History: There is not much known about Crimson Peak. According to Sir Thomas Sharpe, it was "hundreds of years old" and yet, it seems to have avoided or missed scrutiny of the historic homes of England. It was last owned by Lady Beatrice Sharp who passed away in 1879 when Thomas was 12 years of age and Lucy was 14. Edith's second husband, Dr. Alan McMichael, was convinced that Lucy had murdered her mother to get out from under her strict parenting by bashing her head in with an axe. Lucy was sent to be raised in a convent afterward while Thomas attended boarding school; as adults, the two of them inherited Crimson Peak and eventually depleted its fortunes. After their deaths, locals looted as much of the furnishings as possible, although legally, the property, it's furnishings and Thomas's patents would have belonged to Edith. As recent as 1963, one of Thomas's ultra rare toy automata sold at Sotheby's for 25,000 British pounds.

Identity Of Ghosts: According to Edith Cushing, Crimson Peak is haunted by the three previous wives of Thomas Sharpe, who married three wealthy heiresses between 1887 and 1895, stole their fortunes and murdered them in the house with the help of his sister, Lucille Sharpe. The first was Pamela Upton, a London heiress whose father had been a wealthy landowner and contractor. Sharpe met and romanced her in 1887, taking her home to Allerdale immediately after their wedding where she was never seen or heard from again. By 1890, he was a widower having depleted Upton's fortune and looking in Edinburgh, Scotland for a new bride. He found her in the form of Margaret McDermott, who also vanished to never be seen again. Sharpe's next misfortunate bride came to him as Enola Sciotti, the widow of a wealthy restaurateur. Married by 1896, she too joined Sharpe to raise a child at his remote English residence, but by 1898, Enola was no longer sending letters to her sister back home. 

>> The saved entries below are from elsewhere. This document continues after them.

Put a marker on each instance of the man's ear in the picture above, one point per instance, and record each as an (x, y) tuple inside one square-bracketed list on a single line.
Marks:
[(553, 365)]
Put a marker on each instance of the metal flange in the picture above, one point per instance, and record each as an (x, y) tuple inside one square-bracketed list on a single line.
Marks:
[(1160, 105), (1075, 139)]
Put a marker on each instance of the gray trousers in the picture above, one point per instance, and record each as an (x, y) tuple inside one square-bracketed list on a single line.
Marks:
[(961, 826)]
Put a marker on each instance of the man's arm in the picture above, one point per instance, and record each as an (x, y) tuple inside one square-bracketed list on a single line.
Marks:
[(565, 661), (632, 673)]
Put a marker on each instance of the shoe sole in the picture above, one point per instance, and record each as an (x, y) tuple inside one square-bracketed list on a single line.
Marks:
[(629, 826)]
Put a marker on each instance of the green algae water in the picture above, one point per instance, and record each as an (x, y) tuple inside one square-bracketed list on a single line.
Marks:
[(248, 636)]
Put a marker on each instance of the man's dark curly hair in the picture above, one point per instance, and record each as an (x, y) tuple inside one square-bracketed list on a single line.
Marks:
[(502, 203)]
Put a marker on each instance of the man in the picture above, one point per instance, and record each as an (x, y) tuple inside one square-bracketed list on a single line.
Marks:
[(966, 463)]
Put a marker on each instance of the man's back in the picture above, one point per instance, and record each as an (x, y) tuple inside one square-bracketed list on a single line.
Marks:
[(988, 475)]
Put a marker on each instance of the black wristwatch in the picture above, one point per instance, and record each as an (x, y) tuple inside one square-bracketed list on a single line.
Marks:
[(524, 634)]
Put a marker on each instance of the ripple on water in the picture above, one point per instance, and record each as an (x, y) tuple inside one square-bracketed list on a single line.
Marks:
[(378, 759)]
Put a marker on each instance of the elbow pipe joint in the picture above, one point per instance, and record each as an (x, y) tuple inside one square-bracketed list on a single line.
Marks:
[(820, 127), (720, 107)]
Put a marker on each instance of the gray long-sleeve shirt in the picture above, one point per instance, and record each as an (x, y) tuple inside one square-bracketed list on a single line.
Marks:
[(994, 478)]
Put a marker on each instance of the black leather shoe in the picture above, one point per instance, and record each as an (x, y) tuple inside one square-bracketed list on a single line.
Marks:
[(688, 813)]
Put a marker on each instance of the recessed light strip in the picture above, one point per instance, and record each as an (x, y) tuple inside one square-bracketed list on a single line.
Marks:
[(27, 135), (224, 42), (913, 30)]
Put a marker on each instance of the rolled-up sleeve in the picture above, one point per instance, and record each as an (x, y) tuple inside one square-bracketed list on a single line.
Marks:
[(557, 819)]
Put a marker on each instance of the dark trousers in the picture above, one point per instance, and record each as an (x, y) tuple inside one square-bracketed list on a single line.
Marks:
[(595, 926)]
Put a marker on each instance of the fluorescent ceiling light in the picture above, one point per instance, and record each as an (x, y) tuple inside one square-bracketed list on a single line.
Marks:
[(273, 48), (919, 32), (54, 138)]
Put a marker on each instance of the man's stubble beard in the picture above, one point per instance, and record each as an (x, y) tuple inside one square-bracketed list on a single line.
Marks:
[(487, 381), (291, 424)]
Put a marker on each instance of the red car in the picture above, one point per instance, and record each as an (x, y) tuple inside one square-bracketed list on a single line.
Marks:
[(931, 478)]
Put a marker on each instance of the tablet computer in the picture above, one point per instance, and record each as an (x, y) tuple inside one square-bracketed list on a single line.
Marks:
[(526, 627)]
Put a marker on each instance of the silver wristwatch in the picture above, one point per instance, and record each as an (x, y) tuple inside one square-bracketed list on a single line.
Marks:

The infant, however, was not Enola's. Although Edith is distant from the more distasteful relationship aspects of her first husband to his sister, evidence of their incest is sprinkled in small clues through her books. When Enola Sciotti arrived at Crimson Peak in 1896, Lucy had an unnamed sickly daughter she was either unwilling or mentally capable of nurturing. Enola tried to save the girl's life, but whether she knew it was Thomas's child is unrevealed. However, it is known the child became another of many deaths in the house.

Cushing, however, is less specific about the ghosts of Thomas and Lucille Sharpe, whose ghosts she only alludes to in her third and last book, "The Stained Sky." According to the book, Thomas wanders the exterior of the house, tortured and embittered by his personal hell, while Lucille wanders the interior, cold, distant and complacent to the house collapsing around her.

Source/Comments: Crimson Peak (2015) - Activity based on the movie and the Greylock Mansion near Mount Adams, Massachusetts and Chateau de Noisy near Celles, Belguim.